Based on the calculations and mechanistic experiments presented above, we propose that in presence of base, DMSO generates dimsyl anions capable of forming an EDA complex with the aromatic halide (Scheme 6A). A charge-transfer from the dimsyl anion to the aryl halide forms aryl radical anion and dimsyl radical. Loss of iodide generates aryl radical that then couples with disulfide or thiyl radical to give the desired product. Decomposition of the dimsyl radical via reactions with tert-butanol, disulfide or by other processes lead to the formation of minor impurities.

Scheme 6.

A) Proposed Mechanism. B) Ongoing transformations utilizing same mechanism.

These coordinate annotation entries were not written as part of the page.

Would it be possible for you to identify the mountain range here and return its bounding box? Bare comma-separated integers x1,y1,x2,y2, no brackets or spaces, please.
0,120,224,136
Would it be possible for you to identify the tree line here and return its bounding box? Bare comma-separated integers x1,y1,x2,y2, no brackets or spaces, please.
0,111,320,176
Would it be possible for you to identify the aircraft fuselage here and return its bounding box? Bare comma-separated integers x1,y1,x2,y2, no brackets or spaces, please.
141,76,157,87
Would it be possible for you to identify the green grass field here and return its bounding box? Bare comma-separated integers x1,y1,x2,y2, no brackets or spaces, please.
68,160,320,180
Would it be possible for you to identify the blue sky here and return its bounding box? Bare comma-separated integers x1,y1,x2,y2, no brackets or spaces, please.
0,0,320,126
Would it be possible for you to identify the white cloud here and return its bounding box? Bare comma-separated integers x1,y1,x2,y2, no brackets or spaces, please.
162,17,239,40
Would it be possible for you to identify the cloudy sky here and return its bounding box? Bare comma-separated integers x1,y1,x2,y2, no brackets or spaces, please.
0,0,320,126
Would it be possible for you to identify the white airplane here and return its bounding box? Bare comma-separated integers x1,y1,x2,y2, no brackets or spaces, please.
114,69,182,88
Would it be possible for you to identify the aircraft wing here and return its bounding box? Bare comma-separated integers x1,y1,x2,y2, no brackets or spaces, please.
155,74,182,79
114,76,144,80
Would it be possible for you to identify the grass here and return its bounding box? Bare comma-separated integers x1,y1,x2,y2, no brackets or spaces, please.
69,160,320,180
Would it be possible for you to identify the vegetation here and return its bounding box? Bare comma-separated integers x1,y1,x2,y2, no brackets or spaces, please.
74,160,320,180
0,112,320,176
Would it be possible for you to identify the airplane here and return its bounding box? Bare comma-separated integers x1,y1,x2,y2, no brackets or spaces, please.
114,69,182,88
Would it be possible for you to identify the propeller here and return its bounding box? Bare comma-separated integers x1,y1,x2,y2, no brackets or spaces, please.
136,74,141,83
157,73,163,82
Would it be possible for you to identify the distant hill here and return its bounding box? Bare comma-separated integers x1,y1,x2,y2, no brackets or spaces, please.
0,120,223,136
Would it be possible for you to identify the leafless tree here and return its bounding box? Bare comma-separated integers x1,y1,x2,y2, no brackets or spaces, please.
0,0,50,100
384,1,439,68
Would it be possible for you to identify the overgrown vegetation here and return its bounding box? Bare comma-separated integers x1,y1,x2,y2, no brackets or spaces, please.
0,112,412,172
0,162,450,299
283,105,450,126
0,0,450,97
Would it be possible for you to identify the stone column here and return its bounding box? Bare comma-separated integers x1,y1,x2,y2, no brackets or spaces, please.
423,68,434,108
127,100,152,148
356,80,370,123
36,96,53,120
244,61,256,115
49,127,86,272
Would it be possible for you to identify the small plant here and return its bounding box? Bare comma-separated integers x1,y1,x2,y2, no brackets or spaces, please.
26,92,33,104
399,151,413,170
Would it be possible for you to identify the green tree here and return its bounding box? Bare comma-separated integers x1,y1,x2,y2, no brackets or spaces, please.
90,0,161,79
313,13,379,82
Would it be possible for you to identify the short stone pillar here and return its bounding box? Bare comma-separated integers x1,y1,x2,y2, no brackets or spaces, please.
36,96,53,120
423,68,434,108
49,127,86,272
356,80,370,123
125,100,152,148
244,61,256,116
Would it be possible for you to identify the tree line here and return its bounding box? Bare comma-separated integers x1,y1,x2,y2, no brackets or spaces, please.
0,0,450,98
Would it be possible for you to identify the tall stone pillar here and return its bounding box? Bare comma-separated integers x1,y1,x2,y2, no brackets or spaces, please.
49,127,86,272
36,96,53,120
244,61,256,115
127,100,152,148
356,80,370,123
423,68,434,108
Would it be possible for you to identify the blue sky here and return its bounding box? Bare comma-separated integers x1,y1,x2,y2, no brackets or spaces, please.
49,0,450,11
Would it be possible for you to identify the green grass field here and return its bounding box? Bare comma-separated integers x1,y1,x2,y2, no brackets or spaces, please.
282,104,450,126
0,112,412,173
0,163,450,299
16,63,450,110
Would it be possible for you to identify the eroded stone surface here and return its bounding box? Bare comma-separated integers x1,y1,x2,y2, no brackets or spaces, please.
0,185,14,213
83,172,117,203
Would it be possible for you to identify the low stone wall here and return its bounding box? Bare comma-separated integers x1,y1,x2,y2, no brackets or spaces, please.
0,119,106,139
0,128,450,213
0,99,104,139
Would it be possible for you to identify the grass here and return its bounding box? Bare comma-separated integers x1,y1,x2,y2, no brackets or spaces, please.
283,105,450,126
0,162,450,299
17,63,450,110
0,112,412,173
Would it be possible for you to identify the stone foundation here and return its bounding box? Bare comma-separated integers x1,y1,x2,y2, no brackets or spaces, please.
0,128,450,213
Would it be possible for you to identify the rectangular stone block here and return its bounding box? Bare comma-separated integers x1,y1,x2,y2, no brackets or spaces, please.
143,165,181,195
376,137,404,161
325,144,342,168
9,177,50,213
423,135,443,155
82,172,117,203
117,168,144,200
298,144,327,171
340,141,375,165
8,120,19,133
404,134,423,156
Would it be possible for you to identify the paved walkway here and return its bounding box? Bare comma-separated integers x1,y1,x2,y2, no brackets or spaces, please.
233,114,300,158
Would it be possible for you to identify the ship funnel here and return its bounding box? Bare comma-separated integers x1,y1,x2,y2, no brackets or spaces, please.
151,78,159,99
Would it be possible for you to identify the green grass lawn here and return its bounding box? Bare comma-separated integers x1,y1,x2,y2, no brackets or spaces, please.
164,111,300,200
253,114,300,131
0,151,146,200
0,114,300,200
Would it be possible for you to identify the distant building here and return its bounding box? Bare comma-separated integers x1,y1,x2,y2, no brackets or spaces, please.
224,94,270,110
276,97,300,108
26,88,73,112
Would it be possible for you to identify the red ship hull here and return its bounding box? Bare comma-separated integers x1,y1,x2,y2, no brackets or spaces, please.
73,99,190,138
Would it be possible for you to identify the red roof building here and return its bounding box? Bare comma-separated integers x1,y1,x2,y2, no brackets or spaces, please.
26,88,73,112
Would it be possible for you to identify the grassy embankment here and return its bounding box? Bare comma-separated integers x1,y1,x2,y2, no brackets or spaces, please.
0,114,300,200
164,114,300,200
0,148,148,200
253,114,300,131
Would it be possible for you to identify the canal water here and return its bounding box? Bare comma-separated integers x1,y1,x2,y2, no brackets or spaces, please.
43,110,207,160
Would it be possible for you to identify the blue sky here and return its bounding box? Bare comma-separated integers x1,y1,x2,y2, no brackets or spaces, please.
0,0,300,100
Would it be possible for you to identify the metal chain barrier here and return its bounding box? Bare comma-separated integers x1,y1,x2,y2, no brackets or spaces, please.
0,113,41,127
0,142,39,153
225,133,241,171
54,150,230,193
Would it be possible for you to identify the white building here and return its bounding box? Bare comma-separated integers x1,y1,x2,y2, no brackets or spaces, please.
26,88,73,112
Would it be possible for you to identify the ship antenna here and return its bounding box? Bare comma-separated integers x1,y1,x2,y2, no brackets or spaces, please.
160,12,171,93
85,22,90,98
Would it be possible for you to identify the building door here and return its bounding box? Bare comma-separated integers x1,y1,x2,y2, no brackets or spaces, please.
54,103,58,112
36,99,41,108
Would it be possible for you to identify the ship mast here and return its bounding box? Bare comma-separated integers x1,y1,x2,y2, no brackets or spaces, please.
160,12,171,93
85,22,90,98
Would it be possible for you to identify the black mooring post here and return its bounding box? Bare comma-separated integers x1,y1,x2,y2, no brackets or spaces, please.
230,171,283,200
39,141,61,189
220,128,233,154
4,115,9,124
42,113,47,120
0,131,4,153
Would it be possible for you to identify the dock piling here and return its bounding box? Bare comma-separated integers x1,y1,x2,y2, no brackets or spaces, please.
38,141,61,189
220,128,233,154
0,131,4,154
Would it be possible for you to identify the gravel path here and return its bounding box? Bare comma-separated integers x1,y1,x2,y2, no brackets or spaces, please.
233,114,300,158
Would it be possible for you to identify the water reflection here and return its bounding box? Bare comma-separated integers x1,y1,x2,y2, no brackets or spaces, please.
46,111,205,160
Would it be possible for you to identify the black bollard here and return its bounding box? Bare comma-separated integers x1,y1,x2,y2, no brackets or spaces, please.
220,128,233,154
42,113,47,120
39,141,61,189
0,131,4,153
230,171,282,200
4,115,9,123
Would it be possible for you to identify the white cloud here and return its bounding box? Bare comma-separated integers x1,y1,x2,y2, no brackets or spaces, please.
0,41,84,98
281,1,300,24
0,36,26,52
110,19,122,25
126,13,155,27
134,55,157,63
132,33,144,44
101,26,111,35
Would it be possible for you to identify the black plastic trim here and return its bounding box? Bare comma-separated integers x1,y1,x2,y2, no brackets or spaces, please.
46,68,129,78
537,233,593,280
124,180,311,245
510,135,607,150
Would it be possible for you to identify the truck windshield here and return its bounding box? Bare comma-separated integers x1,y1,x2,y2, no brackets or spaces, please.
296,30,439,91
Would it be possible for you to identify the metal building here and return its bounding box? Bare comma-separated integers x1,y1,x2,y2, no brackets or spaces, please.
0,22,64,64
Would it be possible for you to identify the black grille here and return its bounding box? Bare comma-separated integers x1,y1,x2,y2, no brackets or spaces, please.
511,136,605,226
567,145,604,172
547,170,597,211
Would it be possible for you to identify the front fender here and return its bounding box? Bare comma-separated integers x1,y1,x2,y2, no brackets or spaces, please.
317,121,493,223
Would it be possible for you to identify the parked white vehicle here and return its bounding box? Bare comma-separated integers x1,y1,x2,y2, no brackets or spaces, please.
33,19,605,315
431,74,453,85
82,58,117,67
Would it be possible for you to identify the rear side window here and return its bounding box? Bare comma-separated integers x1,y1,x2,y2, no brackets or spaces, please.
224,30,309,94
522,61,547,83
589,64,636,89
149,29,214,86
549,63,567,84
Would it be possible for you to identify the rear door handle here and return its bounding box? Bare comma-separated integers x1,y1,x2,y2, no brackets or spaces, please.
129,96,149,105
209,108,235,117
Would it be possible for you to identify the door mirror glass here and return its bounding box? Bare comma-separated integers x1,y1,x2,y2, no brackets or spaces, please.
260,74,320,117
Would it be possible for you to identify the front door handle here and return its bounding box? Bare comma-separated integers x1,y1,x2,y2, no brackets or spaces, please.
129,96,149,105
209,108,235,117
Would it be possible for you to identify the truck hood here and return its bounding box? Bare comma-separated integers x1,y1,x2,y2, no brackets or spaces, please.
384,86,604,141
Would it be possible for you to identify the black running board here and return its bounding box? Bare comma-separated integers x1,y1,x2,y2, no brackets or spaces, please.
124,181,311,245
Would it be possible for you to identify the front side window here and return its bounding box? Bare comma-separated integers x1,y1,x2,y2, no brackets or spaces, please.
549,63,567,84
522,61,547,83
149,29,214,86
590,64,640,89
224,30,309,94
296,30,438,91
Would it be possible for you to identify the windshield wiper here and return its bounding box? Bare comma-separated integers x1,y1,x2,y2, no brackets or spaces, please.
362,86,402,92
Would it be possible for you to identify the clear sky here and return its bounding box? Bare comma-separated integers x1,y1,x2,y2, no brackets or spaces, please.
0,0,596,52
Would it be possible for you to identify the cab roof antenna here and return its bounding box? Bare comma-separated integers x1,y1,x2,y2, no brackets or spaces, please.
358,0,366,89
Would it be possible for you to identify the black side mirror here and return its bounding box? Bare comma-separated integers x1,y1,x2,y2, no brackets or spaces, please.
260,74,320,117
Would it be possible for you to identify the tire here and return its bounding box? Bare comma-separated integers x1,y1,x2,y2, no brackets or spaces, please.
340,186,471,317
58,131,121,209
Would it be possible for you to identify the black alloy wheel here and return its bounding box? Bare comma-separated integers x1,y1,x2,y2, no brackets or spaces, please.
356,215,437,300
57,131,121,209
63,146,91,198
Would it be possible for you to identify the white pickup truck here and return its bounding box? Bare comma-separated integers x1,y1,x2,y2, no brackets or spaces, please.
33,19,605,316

Finally, to further demonstrate the value of the proposed mechanism and open the door to future work and other possible transformations, we demonstrated that similar transition-metal-free reaction conditions that generate dimsyl anion can be used to generate new C–B and C–P bonds from (Scheme 6B). Indeed, starting from 1 a in presence of B₂pin₂ or P(OEt)₃ (Scheme 6B, Eq. 3 and Eq. 4) and NaH in CH₃CN with 3 equivalents of DMSO generated the desired aryl-Bpin and aryl-phosphate in good unoptimized yields (67% and 42%, respectively). These two additional examples suggest that our EDA complex strategy can be applied to other functional group interconversions and that DMSO can be used as a reagent and not as a solvent. These examples also further demonstrate that KOtBu is not required as a reagent and it is therefore not involved in the SET step. While more work and further optimization is required for these two reactions, we believe other valuable transformations that generate aryl radicals from aryl halides via EDA complexes are possible.

Conclusion

In summary, we have developed a visible-light-induced cross-coupling reaction between aryl halides and diaryl disulfide, diselenides, and ditellurides to form unsymmetrical diaryl chalcogenides without using transition-metal catalysts, a photocatalyst, or added ligands. The transformation proceeds under mild reaction conditions, exhibits tolerance for various functional groups, and can be applied to cross-couplings of heteroaromatic halides. We also have postulated a novel mechanism to account for these transformations based on control experiments, a UV-Vis spectroscopy investigation, and TD-DFT calculations. We surmise that an EDA complex between dimsyl anion and the aryl halide is formed during the reaction. Upon absorbance of visible-light, the EDA complex undergoes a charge transfer that leads to loss of halide and formation of an aryl radical. From this observation, we envision future dimsyl anion enabled cross-coupling reactions of aryl halides with different aryl radical trapping agents.

Experimental Section

General Procedure for the Synthesis of Unsymmetrical Diaryl Chalcogenides

A 10 mL microwave vial was charged with aryl halides (0.2 mmol), KOtBu (0.6 mmol), diaryl dichalcogenides (0.3 mmol), 1.0 ml DMSO and capped with 20 mm microwave crimp caps with septa. After using acetone-dry ice cooling bath to freeze the mixture, the vial was evacuated and filled with N₂ three times (freeze-pump-thaw). Remove the reaction mixture from cooling bath and let it warm to room temperature. Then put the vial approximately 4 cm away from the Blue LED lamp (427 nm or 456 nm) and stirred at room temperature for 24 h. After the reaction was completed, the reaction mixture was quenched with DI water (1 mL) and then extracted with EtOAc (3 × 10 mL). The organic layer was dried over Na₂SO₄ and filtered through a pad of Celite, and the filtrate was concentrated in vacuo. Finally, the residue was purified using flash chromatography (ethyl acetate/hexane) on silica gel to yield the desired product.